In cult-television history, the visual of two ships “docking” has become a de rigueur part of the genre.
For one thing, “docking” adds a sense of realism to future-based or space based productions.
When we see spaceships dock, we understand precisely how supplies are transferred, and how cargo and personnel are moved, for instance.
One notable instances of ship’s docking occurred in Star Trek: The Animated Series (1973), in the episode “The Time Trap.”
There, the Enterprise docked with a Klingon ship so that their engines could be joined as one, and both ships could escape a kind of outer space Bermuda Triangle.
Gerry and Sylvia Anderson’s Space: 1999 (1975 – 1977) was really the early king of “space docking” TV programs, perhaps because this universe had no teleporters or transporters to make personnel/cargo transfer easy.

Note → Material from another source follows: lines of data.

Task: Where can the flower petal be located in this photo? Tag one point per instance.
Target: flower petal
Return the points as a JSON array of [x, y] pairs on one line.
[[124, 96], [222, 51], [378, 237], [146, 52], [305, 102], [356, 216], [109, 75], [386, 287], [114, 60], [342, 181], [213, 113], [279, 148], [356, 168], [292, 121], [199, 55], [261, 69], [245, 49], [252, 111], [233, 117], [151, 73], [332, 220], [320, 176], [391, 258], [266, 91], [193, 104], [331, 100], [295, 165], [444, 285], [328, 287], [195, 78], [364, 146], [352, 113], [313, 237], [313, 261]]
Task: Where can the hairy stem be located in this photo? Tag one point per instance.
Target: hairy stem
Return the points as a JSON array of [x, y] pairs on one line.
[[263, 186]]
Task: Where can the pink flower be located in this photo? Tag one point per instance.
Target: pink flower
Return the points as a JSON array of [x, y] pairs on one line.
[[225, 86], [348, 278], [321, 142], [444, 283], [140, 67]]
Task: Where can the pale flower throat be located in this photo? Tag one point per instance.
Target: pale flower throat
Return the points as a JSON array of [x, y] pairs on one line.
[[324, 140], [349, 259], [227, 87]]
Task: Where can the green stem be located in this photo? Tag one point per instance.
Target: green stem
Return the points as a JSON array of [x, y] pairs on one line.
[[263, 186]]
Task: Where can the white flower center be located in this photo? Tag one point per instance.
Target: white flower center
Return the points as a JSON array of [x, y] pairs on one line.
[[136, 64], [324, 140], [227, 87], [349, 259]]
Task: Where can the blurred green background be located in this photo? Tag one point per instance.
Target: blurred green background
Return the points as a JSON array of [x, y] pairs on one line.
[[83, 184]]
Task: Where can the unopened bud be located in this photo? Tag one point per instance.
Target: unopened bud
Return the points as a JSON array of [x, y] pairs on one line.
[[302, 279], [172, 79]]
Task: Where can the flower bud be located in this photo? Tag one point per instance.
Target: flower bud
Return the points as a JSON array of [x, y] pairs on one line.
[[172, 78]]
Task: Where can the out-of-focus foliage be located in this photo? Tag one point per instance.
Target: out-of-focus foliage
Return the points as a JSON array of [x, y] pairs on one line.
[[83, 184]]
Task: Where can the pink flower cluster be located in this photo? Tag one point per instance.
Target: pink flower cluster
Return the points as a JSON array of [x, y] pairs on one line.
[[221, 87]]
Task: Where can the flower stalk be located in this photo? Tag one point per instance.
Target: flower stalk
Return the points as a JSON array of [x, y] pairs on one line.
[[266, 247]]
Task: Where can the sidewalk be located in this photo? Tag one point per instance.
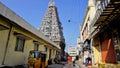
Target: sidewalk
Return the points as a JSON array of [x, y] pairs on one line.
[[80, 64], [60, 65]]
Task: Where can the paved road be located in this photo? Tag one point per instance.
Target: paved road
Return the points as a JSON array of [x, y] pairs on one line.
[[70, 65], [56, 66]]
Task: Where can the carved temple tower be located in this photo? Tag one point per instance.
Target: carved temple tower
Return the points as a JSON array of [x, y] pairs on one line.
[[51, 26]]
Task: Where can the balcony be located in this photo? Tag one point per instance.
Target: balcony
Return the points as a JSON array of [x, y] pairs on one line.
[[106, 11]]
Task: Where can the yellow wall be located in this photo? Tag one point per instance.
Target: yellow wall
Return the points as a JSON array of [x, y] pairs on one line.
[[3, 40], [16, 57], [96, 55]]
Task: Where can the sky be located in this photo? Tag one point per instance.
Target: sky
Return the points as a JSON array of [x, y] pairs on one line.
[[33, 12]]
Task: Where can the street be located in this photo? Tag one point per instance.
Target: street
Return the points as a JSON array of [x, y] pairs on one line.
[[67, 65]]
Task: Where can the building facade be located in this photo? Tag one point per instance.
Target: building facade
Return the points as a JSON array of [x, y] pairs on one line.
[[18, 38], [104, 34], [72, 51], [51, 26]]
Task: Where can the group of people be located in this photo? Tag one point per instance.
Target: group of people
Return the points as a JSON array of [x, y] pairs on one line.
[[88, 61]]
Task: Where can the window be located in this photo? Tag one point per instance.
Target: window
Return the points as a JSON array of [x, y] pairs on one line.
[[117, 48], [20, 44], [36, 46]]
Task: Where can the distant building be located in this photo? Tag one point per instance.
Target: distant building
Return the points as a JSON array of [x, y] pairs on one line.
[[51, 26], [18, 38], [72, 51], [100, 33]]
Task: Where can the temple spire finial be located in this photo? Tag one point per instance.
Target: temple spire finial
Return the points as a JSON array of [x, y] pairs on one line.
[[51, 3]]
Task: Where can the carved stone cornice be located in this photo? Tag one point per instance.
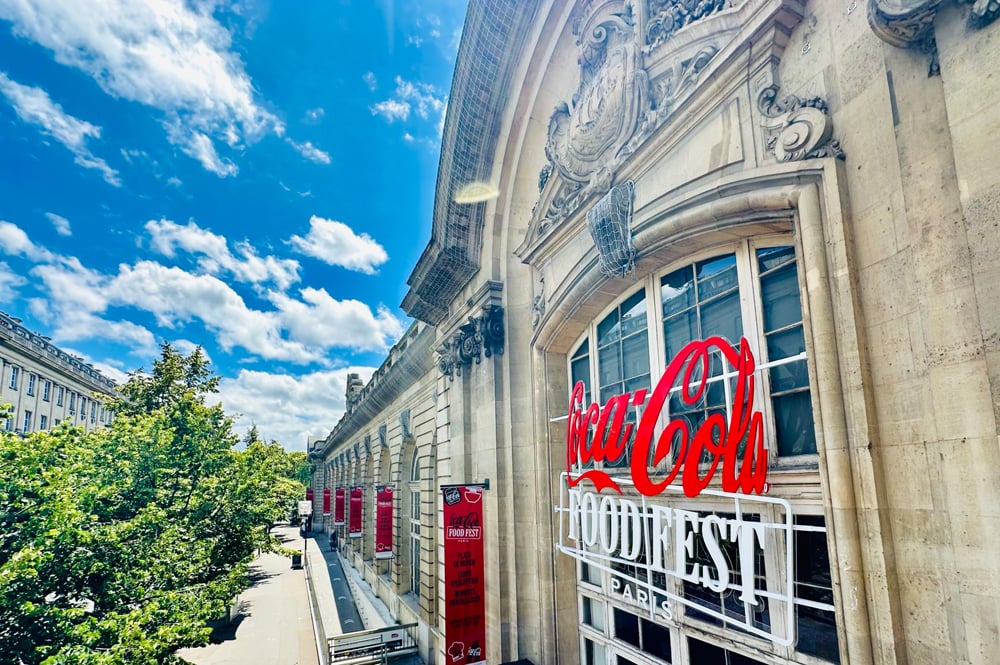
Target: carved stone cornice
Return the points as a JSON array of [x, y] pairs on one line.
[[483, 334], [909, 23], [797, 128], [488, 56], [666, 17]]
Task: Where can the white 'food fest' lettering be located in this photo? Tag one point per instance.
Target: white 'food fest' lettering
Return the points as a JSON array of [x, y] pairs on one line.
[[618, 526]]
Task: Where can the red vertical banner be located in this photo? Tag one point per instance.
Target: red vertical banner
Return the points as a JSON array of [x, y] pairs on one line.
[[338, 506], [383, 522], [355, 528], [465, 599]]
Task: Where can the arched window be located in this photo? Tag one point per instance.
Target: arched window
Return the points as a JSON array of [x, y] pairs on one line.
[[747, 291], [414, 522]]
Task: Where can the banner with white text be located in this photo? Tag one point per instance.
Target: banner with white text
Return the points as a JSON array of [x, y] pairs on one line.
[[340, 500], [465, 600], [383, 521], [357, 503]]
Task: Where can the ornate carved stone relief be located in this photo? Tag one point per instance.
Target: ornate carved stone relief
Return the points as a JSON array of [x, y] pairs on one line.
[[616, 106], [480, 335], [797, 128], [404, 424]]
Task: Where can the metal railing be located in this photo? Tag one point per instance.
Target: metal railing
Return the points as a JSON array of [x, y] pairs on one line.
[[378, 645]]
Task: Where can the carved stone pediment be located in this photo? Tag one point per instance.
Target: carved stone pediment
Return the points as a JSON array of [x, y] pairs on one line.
[[637, 60], [796, 128]]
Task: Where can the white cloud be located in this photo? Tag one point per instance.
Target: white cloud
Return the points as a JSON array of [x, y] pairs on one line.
[[422, 96], [60, 223], [286, 408], [320, 320], [166, 237], [313, 116], [310, 152], [422, 99], [34, 106], [76, 301], [9, 282], [14, 241], [392, 110], [170, 55], [336, 244]]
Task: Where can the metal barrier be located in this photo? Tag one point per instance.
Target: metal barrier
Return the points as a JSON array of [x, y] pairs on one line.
[[378, 645]]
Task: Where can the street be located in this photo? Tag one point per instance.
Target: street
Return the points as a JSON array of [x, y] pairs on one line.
[[274, 626]]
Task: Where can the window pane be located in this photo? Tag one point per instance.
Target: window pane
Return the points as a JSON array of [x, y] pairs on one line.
[[608, 330], [679, 330], [593, 613], [635, 352], [593, 653], [581, 372], [772, 257], [634, 313], [609, 367], [790, 375], [780, 295], [716, 276], [722, 317], [627, 628], [794, 424], [656, 640], [677, 291], [817, 628]]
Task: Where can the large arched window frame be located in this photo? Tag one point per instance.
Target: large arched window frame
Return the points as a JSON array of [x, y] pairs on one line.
[[750, 288], [747, 289]]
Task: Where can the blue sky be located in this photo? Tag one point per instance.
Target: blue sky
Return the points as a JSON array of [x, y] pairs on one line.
[[254, 176]]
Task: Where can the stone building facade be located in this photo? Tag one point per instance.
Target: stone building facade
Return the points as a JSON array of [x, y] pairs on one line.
[[44, 385], [803, 195]]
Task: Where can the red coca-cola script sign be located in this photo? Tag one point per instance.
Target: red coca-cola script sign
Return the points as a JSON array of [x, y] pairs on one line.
[[717, 438]]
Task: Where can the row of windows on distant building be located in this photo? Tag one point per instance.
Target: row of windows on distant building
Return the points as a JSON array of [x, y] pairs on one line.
[[80, 407]]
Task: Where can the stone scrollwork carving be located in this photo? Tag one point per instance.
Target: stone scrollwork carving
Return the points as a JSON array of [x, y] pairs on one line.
[[491, 333], [480, 335], [798, 128], [404, 424], [538, 304], [616, 106], [909, 23]]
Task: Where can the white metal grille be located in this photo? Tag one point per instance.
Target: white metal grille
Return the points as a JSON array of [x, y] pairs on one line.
[[610, 225]]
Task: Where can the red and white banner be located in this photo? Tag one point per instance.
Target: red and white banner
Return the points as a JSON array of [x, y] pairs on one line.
[[383, 521], [340, 498], [355, 527], [465, 600]]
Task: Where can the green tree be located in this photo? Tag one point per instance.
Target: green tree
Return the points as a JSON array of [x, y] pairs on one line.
[[118, 545]]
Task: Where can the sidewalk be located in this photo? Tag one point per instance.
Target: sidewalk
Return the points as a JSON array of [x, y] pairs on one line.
[[274, 626]]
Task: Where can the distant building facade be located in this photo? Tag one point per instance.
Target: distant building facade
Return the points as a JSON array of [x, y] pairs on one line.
[[45, 385], [730, 237]]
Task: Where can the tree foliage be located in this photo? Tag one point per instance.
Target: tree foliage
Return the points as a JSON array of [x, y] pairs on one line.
[[118, 545]]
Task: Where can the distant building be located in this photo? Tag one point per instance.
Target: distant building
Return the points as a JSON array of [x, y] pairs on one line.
[[45, 385]]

Instead, Moonbase Alpha’s Eagles had to join up directly other Eagles, as well as other ships featuring human-built and alien technology.
One of the most memorable episodes off the series, “Dragon’s Domain” features a docking between the Ultra Probe and a ship in an alien graveyard around a mysterious planet. Delightfully you can see docking “doorways” on the miniatures.
But an Eagle docked with a Kaldorian spaceship in “Earthbound,” and with a large derelict vessel in “Space Warp.” In episodes such as “Guardian of Piri” and “The Testament of Arkadia,” we witnessed Eagles docking with one another. In the series' premiere episode, we also saw the Meta Probe docked with a space station or space platform, prepped for launch.
We never saw Captain Kirk’s Enterprise docked on television, but the Enterprise-D often docked at star-bases in Star Trek: The Next Generation (1987 – 1994), and when it visited Deep Space Nine.
Occasionally, on Blake’s 7, such as in the episode “Ultraworld,” we saw the impressive alien battleship Liberator docking with other vessels. In the second episode, “Spacefall,” the prison transport carrying Blake and Avon had to dock with the Liberator too.
On the short-lived Firefly (2002), Serenity often docked with wrecked spaceships for purposes of salvage, and also with space stations.